For me, at this point having made a bunch of pictures, you feel so vulnerable every time you make a movie in terms of the way it’s going to be perceived - the way box office is going to happen, the way box office will be analysed, the way critics are going to respond. You develop callouses to most of that, but what you are interested in because it’s what you live with, is the experience of making a film and the experience long after the hoopla passes, and whether you’re proud of the film.
I do think that the less than fully enthusiastic reception of the first movie allowed me the space and the freedom to do something different - that to me is more important. Meaning it keeps me interested and keeps me knowing – that success or failure of any kind, there was a reason behind what I was doing.
I was on my own journey in some relation to this material that was honest, and not if you will, just an effort to make a piece of merchandising. I think the danger with these type of films and think it was inherent in the title of the first one. You just look at the title, and see that there’s like nine marketing intentions. It’s X-Men, and it’s Wolverine, and it’s an origin, it’s like, ‘Would you like pepperoni with that?’ The fact is that we didn’t have that, pressure. I don’t know how to make a movie that’s actually more about selling lunch boxes than about being a movie. The only thing I know how to do really is to make a movie, good or bad. So this for me definitely presented the opportunity to make something different.

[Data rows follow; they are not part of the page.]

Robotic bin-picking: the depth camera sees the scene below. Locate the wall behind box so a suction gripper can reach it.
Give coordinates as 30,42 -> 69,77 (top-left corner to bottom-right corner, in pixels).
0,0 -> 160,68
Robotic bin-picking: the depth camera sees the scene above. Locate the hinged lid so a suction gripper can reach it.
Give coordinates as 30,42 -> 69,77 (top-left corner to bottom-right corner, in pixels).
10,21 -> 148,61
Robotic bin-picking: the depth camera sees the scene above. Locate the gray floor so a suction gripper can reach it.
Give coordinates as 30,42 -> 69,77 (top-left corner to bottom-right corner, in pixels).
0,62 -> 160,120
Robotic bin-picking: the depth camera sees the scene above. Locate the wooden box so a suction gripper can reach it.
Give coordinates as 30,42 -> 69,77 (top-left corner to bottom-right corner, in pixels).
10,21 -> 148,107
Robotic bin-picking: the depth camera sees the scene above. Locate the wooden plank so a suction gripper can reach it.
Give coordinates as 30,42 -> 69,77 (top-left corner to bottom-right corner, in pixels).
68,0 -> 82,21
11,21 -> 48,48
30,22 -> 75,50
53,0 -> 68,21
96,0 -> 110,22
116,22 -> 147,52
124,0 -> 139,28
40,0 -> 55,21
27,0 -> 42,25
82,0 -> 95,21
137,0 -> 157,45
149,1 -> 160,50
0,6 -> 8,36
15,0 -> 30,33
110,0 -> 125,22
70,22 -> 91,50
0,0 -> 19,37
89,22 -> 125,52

HUGH JACKMAN HAS PLAYED THIS CHARACTER IN FOUR MOVIES. WHAT WAS IT LIKE WORKING WITH SOMEONE WHO PRESUMABLY HAS SUCH A CLOSE AND INTENSE RELATIONSHIP WITH THIS PARTICULAR CHARACTER?
James Mangold: Well, I also have a close relationship with Hugh. I made another picture with him. What was interesting about it, and it is an interesting question, was simply that Hugh wanted something he hadn’t got yet from the pictures. He wanted the chance to do something he felt he hadn’t done and he wanted the chance to deliver to the fans who had come to him wanting to see more of the darkness and more of the rage and more of the kind of fighting style. Wolverine’s fighting style comes off weird in the face of other Mutants, because if you have characters who can bring clouds open up, and another guy who can make aircraft carriers rise – Snikt! [raising imaginary adamantium claws] doesn’t seem so intense. So, if you get him on his own, away from that, then suddenly he’s much more bad-ass and his physicality isn’t out-scaled every 3 seconds by these weather, global changing, magnet making - universes around him.
WAS THERE EVER ANY PRESSURE TO CLONE THE JOI DE VOI TONE OF THE EXISTING AND VERY SUCCESSFUL MARVEL FILMS?
James Mangold: No! Joie de voi is not something that occurs to me when I think of The Wolverine so I was steering him very much away from that. The whole point would be let Robert Downey Jr. have that, you (Hugh) have something else and that is the whole wonderful menu of movies – they can be different.
THERE SEEMS TO BE QUITE A LOT OF JAPANESE CINEMA DNA IN THE WOLVERINE INCLUDING A VERY FORCEFUL THRONE OF BLOOD REFERENCE. HOW MUCH OF THAT DID YOU BRING TO THE WOLVERINE AND HOW MUCH JAPANESE INFLUENCE WAS IN THE SCRIPT?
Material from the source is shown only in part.